I held up several $20 notes, to which she responded: “The rate is seven.”
I pay up, silently grumbling about unstable exchange rates. In recent weeks the effects of a strong South African rand against the US dollar have been felt in Zimbabwe, upsetting the country’s multi-currency system.
The rand is pegged at R6,90 to the greenback, a far cry from R10 in February last year, when Zimbabwe abandoned the Zimdollar in favour of foreign currency.
The stronger rand — it has gained 30% against the dollar this year — has driven up the price of groceries and imports from South Africa. Zimbabweans use the US dollar in 90% of transactions.
Recently the Zimbabwe National Statistical Agency announced that year-on-year inflation in September had peaked at 4,4%, from 3,6% in August, on the back of a strong rand.

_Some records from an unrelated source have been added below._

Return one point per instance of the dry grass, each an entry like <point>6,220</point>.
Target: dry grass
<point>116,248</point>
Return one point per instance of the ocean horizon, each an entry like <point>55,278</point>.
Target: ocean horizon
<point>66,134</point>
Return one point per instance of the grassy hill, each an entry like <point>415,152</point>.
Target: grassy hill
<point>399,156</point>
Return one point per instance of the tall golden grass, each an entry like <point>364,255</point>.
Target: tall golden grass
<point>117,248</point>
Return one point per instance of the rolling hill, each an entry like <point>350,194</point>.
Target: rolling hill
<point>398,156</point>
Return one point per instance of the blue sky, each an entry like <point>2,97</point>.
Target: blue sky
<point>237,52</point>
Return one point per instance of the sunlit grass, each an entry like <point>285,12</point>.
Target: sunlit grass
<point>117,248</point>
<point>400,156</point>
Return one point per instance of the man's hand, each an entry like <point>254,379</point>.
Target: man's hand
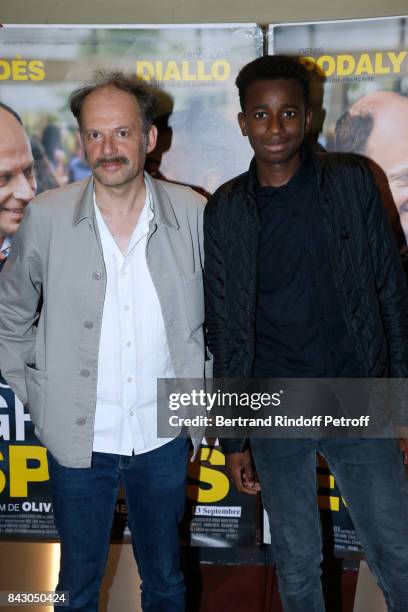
<point>241,471</point>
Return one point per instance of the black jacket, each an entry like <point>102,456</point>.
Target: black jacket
<point>366,267</point>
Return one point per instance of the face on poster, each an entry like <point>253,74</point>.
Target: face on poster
<point>193,71</point>
<point>359,73</point>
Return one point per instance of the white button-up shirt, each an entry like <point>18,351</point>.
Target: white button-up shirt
<point>5,246</point>
<point>133,349</point>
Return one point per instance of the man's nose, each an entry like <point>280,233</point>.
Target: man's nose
<point>274,124</point>
<point>108,147</point>
<point>25,188</point>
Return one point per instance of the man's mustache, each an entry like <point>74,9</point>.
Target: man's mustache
<point>111,160</point>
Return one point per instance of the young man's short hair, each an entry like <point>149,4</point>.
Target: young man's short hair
<point>272,67</point>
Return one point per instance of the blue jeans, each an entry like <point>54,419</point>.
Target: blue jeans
<point>84,501</point>
<point>374,484</point>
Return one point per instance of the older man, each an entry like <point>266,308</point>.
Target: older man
<point>119,259</point>
<point>17,183</point>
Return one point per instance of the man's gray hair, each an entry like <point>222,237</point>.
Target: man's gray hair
<point>131,84</point>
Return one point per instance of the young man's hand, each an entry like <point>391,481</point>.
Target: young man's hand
<point>240,469</point>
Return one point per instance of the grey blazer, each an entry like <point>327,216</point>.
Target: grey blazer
<point>57,251</point>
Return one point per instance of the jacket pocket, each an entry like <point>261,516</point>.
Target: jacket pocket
<point>194,297</point>
<point>36,383</point>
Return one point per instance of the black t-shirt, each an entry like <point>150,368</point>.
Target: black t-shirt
<point>300,330</point>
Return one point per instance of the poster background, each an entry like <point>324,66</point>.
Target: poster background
<point>352,62</point>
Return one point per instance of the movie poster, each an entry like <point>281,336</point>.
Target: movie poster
<point>359,70</point>
<point>192,69</point>
<point>359,96</point>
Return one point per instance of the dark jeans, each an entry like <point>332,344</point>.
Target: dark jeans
<point>374,484</point>
<point>84,501</point>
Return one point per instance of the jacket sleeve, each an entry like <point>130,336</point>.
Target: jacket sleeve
<point>20,291</point>
<point>216,317</point>
<point>216,321</point>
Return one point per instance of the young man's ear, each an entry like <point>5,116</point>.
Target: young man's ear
<point>242,124</point>
<point>308,120</point>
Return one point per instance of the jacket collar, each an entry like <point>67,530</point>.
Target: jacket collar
<point>162,207</point>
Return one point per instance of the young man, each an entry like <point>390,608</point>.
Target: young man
<point>303,280</point>
<point>117,259</point>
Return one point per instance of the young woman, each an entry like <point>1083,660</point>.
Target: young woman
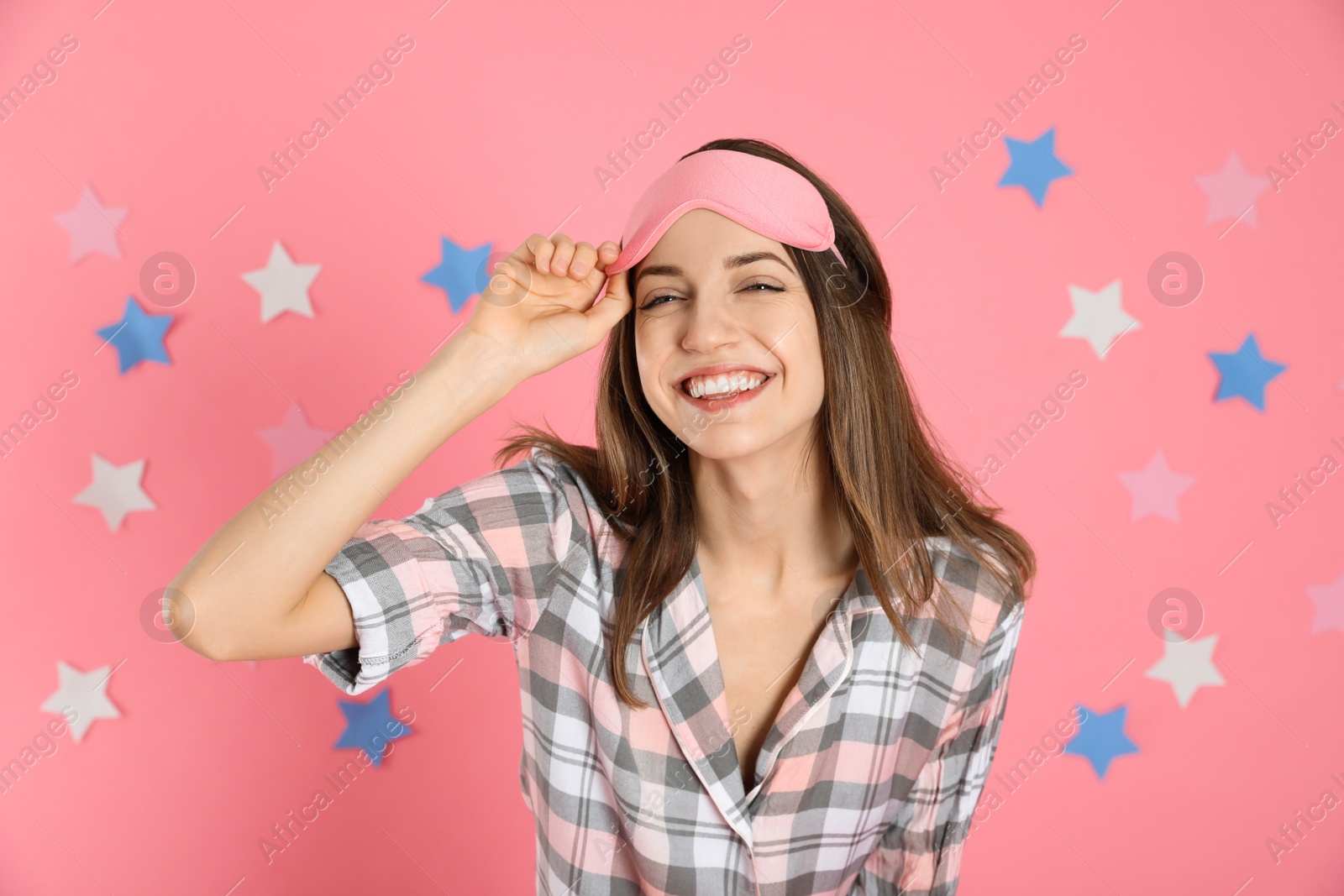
<point>764,631</point>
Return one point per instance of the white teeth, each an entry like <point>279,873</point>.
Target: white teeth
<point>723,383</point>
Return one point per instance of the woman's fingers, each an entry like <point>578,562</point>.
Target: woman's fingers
<point>541,249</point>
<point>564,253</point>
<point>585,257</point>
<point>615,305</point>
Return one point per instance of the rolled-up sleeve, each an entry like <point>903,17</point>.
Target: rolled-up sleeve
<point>920,855</point>
<point>476,559</point>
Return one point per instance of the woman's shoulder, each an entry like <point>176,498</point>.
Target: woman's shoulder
<point>979,579</point>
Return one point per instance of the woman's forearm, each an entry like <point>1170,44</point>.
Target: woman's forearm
<point>244,586</point>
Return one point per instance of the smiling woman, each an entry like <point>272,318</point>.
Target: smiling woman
<point>692,725</point>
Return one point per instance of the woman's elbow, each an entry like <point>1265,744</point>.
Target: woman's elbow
<point>183,617</point>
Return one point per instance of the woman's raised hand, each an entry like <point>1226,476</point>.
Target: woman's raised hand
<point>539,305</point>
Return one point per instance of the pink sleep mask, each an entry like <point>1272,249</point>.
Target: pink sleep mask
<point>763,195</point>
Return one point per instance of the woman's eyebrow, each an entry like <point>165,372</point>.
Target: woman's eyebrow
<point>729,264</point>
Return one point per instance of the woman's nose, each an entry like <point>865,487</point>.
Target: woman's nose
<point>709,325</point>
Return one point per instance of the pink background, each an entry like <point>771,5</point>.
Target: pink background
<point>491,130</point>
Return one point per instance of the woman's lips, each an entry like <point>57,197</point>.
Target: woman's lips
<point>721,403</point>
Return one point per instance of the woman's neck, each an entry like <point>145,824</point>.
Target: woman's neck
<point>772,517</point>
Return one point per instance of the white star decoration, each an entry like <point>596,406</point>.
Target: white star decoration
<point>116,490</point>
<point>1099,317</point>
<point>85,694</point>
<point>282,284</point>
<point>1187,665</point>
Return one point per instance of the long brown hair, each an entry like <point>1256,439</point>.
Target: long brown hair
<point>893,479</point>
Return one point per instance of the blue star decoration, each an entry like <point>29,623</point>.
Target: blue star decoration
<point>138,336</point>
<point>1245,372</point>
<point>461,271</point>
<point>1034,165</point>
<point>1101,738</point>
<point>370,727</point>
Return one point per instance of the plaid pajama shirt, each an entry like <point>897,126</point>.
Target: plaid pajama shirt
<point>867,779</point>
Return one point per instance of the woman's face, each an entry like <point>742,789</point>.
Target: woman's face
<point>716,295</point>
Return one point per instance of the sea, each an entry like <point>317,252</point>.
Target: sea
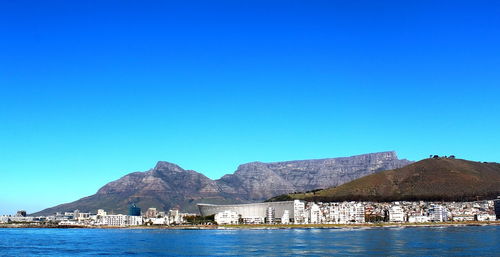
<point>384,241</point>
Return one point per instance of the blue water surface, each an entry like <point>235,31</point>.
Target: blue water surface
<point>410,241</point>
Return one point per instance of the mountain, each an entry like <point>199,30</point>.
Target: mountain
<point>168,185</point>
<point>430,179</point>
<point>258,181</point>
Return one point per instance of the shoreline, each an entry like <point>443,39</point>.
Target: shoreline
<point>265,226</point>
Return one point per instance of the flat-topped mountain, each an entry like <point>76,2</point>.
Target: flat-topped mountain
<point>430,179</point>
<point>168,185</point>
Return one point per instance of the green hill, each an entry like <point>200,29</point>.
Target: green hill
<point>429,179</point>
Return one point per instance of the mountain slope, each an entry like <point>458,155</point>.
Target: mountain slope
<point>429,179</point>
<point>168,185</point>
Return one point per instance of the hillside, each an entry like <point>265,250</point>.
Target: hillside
<point>429,179</point>
<point>167,185</point>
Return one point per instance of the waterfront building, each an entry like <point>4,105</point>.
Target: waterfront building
<point>121,220</point>
<point>285,219</point>
<point>174,216</point>
<point>418,219</point>
<point>101,213</point>
<point>314,214</point>
<point>396,213</point>
<point>496,204</point>
<point>485,217</point>
<point>357,213</point>
<point>270,215</point>
<point>21,213</point>
<point>299,213</point>
<point>438,213</point>
<point>133,210</point>
<point>151,213</point>
<point>226,217</point>
<point>257,212</point>
<point>4,219</point>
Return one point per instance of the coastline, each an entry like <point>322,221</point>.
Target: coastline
<point>265,226</point>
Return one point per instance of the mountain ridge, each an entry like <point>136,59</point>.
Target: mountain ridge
<point>167,185</point>
<point>433,179</point>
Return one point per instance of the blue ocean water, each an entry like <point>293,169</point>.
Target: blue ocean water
<point>410,241</point>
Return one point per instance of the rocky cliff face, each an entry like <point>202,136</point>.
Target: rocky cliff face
<point>168,185</point>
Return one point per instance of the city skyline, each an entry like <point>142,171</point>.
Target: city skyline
<point>90,92</point>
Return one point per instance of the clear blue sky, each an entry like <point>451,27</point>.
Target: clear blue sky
<point>93,90</point>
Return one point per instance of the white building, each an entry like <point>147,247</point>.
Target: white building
<point>285,219</point>
<point>486,217</point>
<point>418,219</point>
<point>438,213</point>
<point>226,217</point>
<point>314,214</point>
<point>299,213</point>
<point>270,215</point>
<point>121,220</point>
<point>357,212</point>
<point>101,212</point>
<point>396,213</point>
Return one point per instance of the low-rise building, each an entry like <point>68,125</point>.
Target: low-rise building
<point>396,213</point>
<point>226,217</point>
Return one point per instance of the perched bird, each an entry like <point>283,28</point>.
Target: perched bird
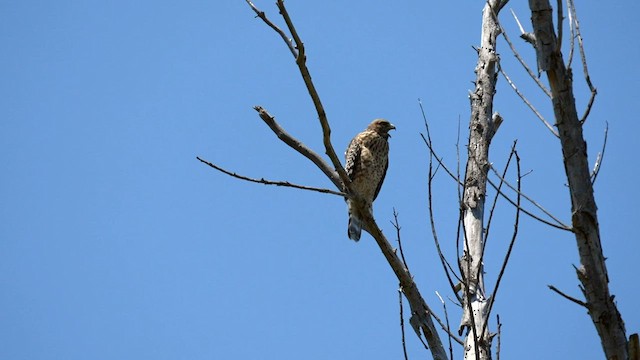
<point>367,160</point>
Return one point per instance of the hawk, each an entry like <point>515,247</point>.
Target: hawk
<point>367,160</point>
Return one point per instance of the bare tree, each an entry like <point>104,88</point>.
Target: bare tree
<point>482,126</point>
<point>475,300</point>
<point>592,272</point>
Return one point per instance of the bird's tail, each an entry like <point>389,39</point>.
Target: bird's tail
<point>354,229</point>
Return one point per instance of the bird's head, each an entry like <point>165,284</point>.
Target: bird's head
<point>382,127</point>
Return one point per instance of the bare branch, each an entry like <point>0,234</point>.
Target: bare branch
<point>396,225</point>
<point>516,223</point>
<point>526,36</point>
<point>446,317</point>
<point>535,111</point>
<point>421,314</point>
<point>535,78</point>
<point>443,260</point>
<point>572,32</point>
<point>596,167</point>
<point>570,298</point>
<point>284,36</point>
<point>499,326</point>
<point>300,58</point>
<point>301,61</point>
<point>559,21</point>
<point>404,344</point>
<point>560,224</point>
<point>583,57</point>
<point>298,146</point>
<point>269,182</point>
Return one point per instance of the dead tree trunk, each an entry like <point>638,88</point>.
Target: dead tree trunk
<point>481,130</point>
<point>593,272</point>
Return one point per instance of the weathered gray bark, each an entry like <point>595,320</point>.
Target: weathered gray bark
<point>593,272</point>
<point>481,130</point>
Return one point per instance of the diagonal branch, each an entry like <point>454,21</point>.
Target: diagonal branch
<point>298,51</point>
<point>301,61</point>
<point>520,59</point>
<point>598,164</point>
<point>282,34</point>
<point>421,314</point>
<point>570,298</point>
<point>516,223</point>
<point>521,95</point>
<point>583,57</point>
<point>298,146</point>
<point>270,182</point>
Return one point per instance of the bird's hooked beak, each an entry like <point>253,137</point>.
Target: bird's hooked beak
<point>391,127</point>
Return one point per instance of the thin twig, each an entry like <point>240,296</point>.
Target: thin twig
<point>526,36</point>
<point>396,225</point>
<point>404,345</point>
<point>300,58</point>
<point>515,52</point>
<point>573,38</point>
<point>559,21</point>
<point>570,298</point>
<point>530,214</point>
<point>445,264</point>
<point>499,326</point>
<point>270,182</point>
<point>282,34</point>
<point>446,316</point>
<point>516,223</point>
<point>560,225</point>
<point>583,57</point>
<point>301,61</point>
<point>598,164</point>
<point>298,146</point>
<point>526,101</point>
<point>494,204</point>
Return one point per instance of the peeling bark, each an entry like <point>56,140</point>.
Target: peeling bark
<point>481,130</point>
<point>592,272</point>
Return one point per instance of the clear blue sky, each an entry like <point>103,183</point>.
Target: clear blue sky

Public servants, already reeling from a salary freeze and earning $150 a month, are particularly feeling the pinch.
Rural teacher Steven Ngwabi (28) told the Mail & Guardian: “My salary isn’t enough to cover my costs and these new rates mean I have even less money. But what can we do?”
Ronald Chiyangwa (26) compared the salary erosion to Zimbabwe’s hyper-inflationary period. “We might as well bring back the Zimdollar, because this foreign currency thing is not working,” he said.
Fearing economic destabilisation, the authorities are not contemplating the return of the local currency. Nor do they seem committed to adopting a single currency or joining the rand monetary area.
Expectations are high that Finance Minister Tendai Biti will address the issue of currency fluctuations in next month’s budget speech.